I turned 50 a little over a month ago and at the time I must have been too busy to really ruminate on it until NOW.  The past week has found me contemplating my life and the fact that, statistically speaking, more of it is behind me than in front of me.  

There is a line in an Indigo Girls song that says:  "Every five years or so I look back on my life, And I have a good laugh".  The last 5 years for me has brought several changes - most of them major, including selling our house and picking up and moving to Vashon Island but the biggest one of all was the fact that I returned to a faith in God/Christ that I had attempted to abandon almost two decades earlier.  

Music and reading are two of my favorite pastimes and I find that God speaks to me through lyrics and the written word.  My return to faith was brought on by attending a performance of the Indigo Girls and the lyrics of the Amy Ray song - Let It Ring.  "I'm gonna let it ring to Jesus cause I know He loves me too and I get down on my knees and I pray the same as you".  In that instant a peace washed over me and I had an Apostle Paul conversion so to speak.  I realized that God had been there all along and as much as I tried to convince myself of His un-existence, I just couldn't.  I am reading a great book right now penned by a Christian journalist who happens to be Gay titled: Does Jesus Really Love Me? and the following line struck me.  "I doubt. A lot" And yet I can't not believe in God". 

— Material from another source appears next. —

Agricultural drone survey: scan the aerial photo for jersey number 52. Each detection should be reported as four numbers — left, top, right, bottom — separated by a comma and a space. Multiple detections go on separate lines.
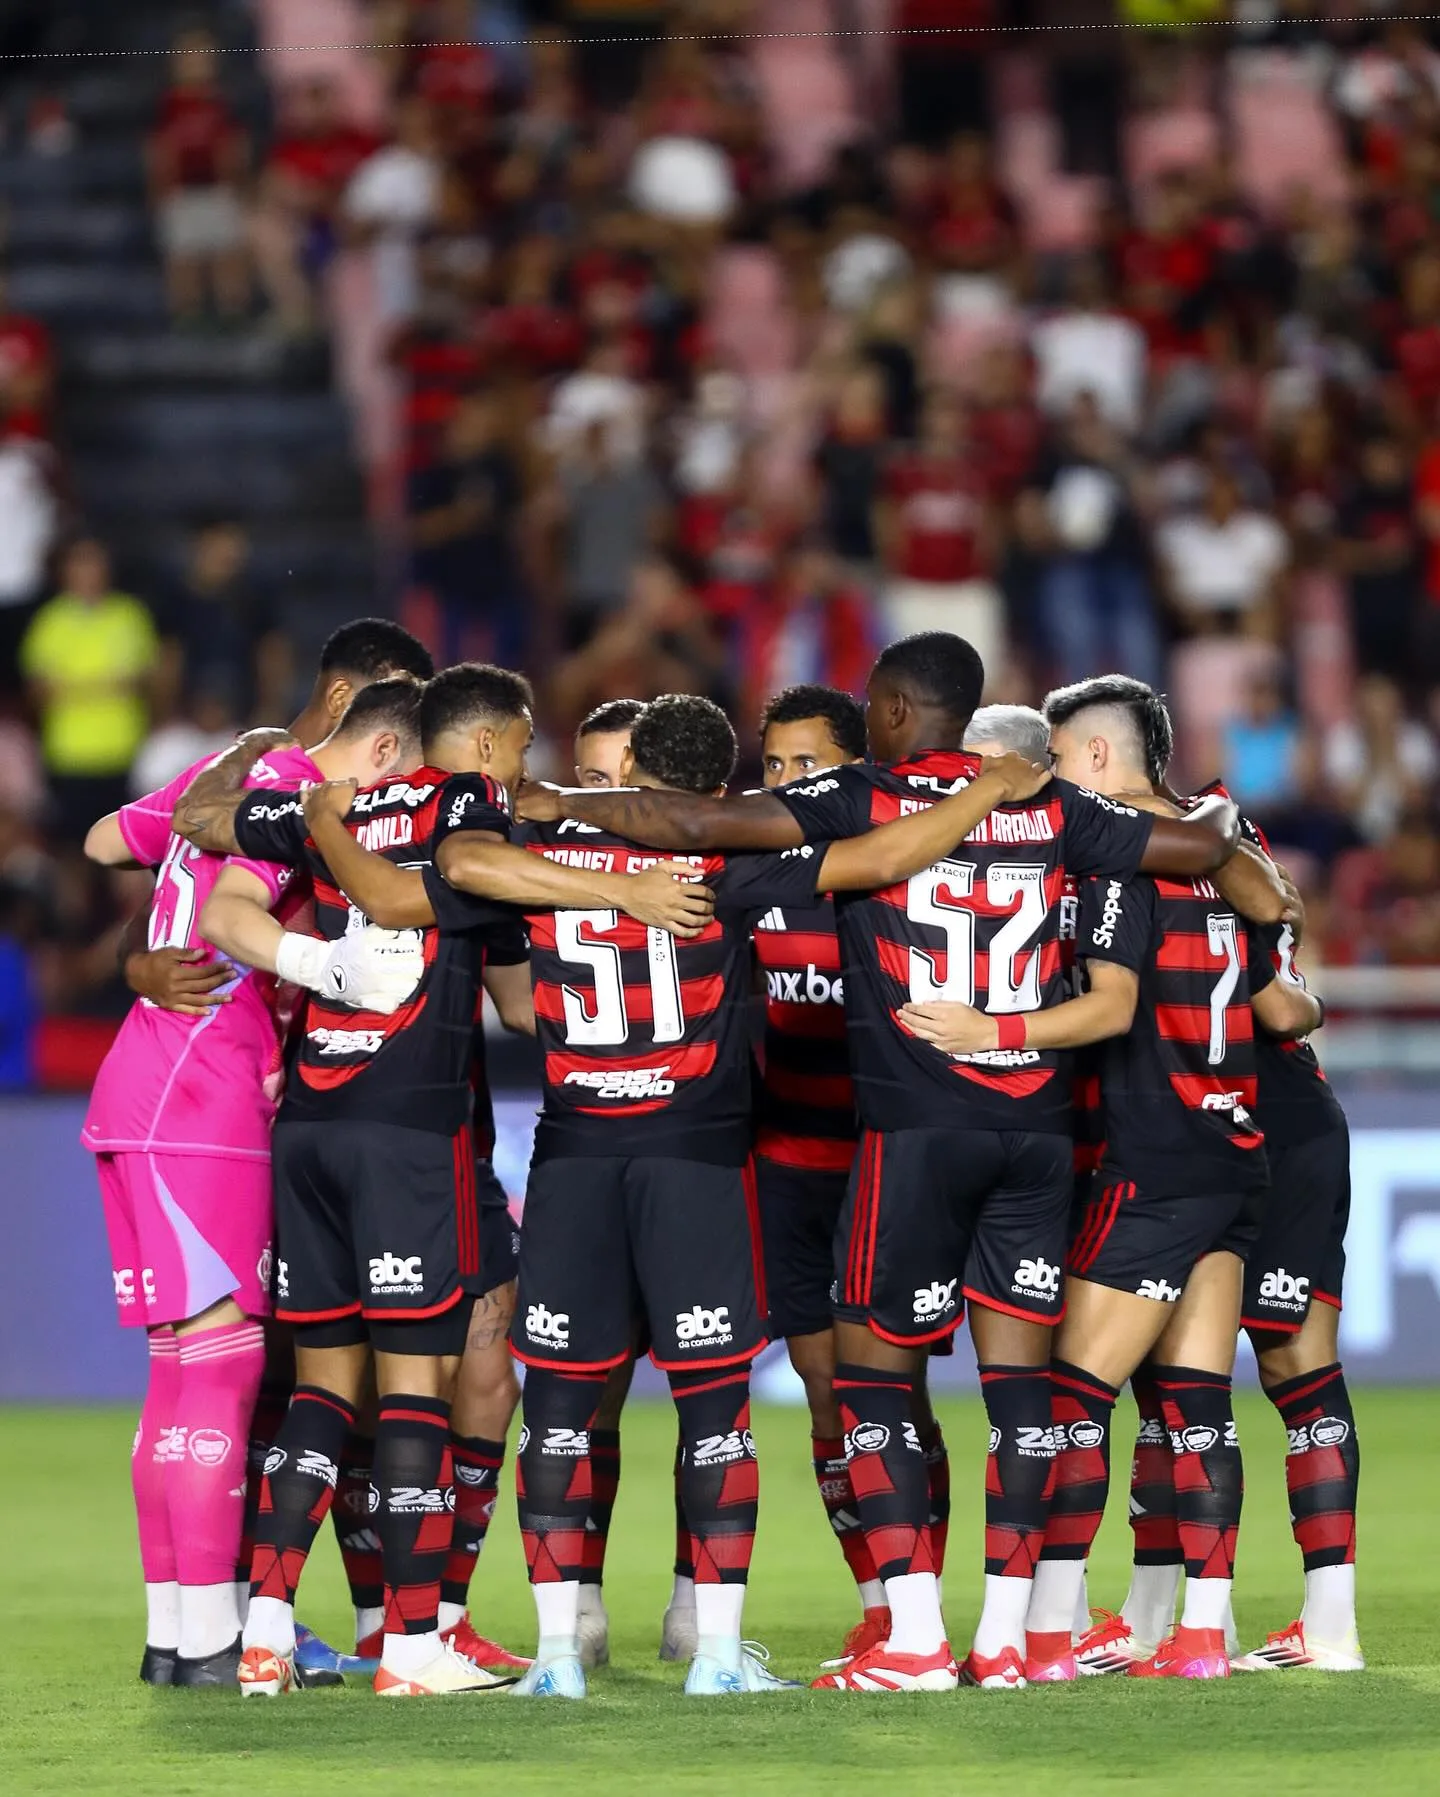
906, 861, 1048, 1014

So all of this leads up to the point of this entry which is to say that I am feeling a bit unsettled with this big milestone birthday but not quite sure why I am feeling this way.  My prayers this week have been a lot of just listening- trying to feel God's presence and to figure out what I am missing that is making me feel so lost.  One realization I had is that, even though I have a wonderful church, I am needing a friend (on island) that I can hang out with and talk about issues regarding faith and my walk with Christ.  I have good friends off island that I can share with but finding a person of faith close to my own age on island is challenging and may be impossible.  I have reached out to someone who attends my church and with whom I have a lot in common but church attendance on Vashon does not always equate with belief.  However I remain optomistic and believe that God's hand is in all of this and that if I am faithful and follow He will surely lead.   

So in this time of what appears to be some sort of mid-life crisis for me, I ask for your prayers of peace and understanding.  And don't worry I am not going out and buying a convertible but I have been thinking about a motorcycle.